Wait ~30 seconds, then confirm the volume is detached:
aws ec2 describe-volumes --volume-ids "$VOLUME_ID" \
--query 'Volumes[0].State' --output text --region "$REGION"
# Expected: available
Step 4 — Replace the instance
Your library data is now on the data volume. Terminate the old instance so the ASG launches a replacement with the new AMI.
Because DisableApiTermination is set, use the Auto Scaling Group — not direct EC2 terminate.
Via AWS Console:
- EC2 → Auto Scaling Groups → find
<stack-name>-asg - Instance Management tab → select your instance
- Actions → Terminate → Do not decrease desired capacity → confirm
Via AWS CLI:
STACK=<your-stack-name>
REGION=us-east-1
ASG=$(aws cloudformation describe-stack-resources \
--stack-name "$STACK" \
--query "StackResources[?ResourceType=='AWS::AutoScaling::AutoScalingGroup'].PhysicalResourceId" \
--output text --region "$REGION")
INSTANCE=$(aws autoscaling describe-auto-scaling-groups \
--auto-scaling-group-names "$ASG" \
--query "AutoScalingGroups[0].Instances[0].InstanceId" \
--output text --region "$REGION")
aws autoscaling terminate-instance-in-auto-scaling-group \
--instance-id "$INSTANCE" \
--no-should-decrement-desired-capacity \
--region "$REGION"
Wait 5–8 minutes. The new instance boots, attaches the data volume, sees the .kohadata.initialized marker file, and starts Koha using your migrated library data.
Step 5 — Verify
Connect to the new instance and check:
# Data volume mounted at /kohadata
df -h | grep kohadata
# MySQL running from data volume
sudo mysql -e "SELECT @@datadir;"
# Plack running
sudo koha-plack --status library
# Confirm migration boot (should NOT see "First boot: initialising data volume")

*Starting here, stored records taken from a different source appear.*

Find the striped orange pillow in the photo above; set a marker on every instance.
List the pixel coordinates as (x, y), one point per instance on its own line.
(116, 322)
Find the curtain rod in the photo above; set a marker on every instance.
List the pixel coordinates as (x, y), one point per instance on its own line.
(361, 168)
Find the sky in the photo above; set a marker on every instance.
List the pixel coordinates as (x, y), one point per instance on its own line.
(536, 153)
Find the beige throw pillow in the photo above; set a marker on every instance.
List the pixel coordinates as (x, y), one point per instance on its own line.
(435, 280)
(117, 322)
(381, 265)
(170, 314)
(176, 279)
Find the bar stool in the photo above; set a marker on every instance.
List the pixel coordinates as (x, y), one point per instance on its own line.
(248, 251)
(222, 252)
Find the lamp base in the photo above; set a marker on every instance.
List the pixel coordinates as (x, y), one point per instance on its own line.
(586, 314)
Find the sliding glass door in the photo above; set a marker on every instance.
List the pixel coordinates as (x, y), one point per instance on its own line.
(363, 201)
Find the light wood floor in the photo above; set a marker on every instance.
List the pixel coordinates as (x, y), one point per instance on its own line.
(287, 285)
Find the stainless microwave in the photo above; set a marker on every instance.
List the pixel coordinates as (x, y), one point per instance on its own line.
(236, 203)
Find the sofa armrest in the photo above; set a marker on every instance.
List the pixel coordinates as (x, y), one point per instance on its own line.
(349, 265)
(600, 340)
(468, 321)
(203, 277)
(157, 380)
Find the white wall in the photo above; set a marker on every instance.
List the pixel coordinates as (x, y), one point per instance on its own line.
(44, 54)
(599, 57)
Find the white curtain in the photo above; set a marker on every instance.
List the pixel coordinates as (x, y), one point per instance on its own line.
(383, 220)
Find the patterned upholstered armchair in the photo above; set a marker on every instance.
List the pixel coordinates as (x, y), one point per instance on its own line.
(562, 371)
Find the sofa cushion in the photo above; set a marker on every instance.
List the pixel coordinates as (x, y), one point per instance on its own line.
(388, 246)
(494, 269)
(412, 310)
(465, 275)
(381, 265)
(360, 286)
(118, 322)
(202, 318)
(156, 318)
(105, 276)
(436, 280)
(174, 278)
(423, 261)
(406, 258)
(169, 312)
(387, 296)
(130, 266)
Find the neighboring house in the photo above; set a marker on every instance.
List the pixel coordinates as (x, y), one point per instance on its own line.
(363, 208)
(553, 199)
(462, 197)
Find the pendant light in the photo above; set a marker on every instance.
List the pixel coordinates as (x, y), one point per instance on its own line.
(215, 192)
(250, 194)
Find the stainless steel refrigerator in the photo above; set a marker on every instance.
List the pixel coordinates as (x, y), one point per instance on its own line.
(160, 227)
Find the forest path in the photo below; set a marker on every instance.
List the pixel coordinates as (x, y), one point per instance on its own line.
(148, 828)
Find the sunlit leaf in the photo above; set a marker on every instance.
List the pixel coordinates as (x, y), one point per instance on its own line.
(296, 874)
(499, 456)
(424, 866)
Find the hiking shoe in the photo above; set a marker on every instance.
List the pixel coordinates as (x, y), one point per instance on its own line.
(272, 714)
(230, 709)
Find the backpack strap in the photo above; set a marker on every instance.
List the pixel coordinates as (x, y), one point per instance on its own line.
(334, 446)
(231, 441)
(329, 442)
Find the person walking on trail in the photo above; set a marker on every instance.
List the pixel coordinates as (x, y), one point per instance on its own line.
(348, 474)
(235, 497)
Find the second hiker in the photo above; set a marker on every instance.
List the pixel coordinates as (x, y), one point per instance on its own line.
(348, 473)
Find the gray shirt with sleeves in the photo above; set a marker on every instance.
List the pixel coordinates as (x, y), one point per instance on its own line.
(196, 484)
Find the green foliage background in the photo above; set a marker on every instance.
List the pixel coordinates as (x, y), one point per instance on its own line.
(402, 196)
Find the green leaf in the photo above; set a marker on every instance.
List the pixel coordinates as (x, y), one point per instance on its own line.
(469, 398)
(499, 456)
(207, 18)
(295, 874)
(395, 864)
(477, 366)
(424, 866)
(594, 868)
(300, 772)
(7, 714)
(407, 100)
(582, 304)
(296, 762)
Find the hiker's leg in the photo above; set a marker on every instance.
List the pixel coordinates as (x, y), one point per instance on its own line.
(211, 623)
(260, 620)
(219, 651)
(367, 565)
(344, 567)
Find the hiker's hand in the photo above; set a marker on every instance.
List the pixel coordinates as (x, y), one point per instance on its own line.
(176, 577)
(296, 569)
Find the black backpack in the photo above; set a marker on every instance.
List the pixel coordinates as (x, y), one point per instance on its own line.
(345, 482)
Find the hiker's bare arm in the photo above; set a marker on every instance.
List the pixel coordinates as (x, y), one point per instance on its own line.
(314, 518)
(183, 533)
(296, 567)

sudo grep "upgrade boot\|First boot\|kohadata.initialized" /var/log/koha-userdata.log
Expected:
# df:
/dev/nvme1n1 20G ... /kohadata
# @@datadir:
/kohadata/mysql/
# userdata log:
=== AMI upgrade boot: existing library data detected — skipping initialisation ===
Open your Koha OPAC and Staff Interface to confirm your catalog is intact.
Rollback
Before Step 4 (old instance still running): Run sudo umount /mnt/kohadata-migration, detach the volume, restart MySQL. Your data is still on the root volume.
After Step 4: The data volume has your migrated data. If Koha is not starting, check /var/log/koha-userdata.log and restart services: service memcached restart && koha-plack --restart library.
EBS volume size
The EBSVolumeSize parameter controls the data volume size (not the root — root is always 10 GiB from the AMI). Default: 20 GiB. You can increase this later via EC2 → Volumes → Modify volume, but cannot decrease it.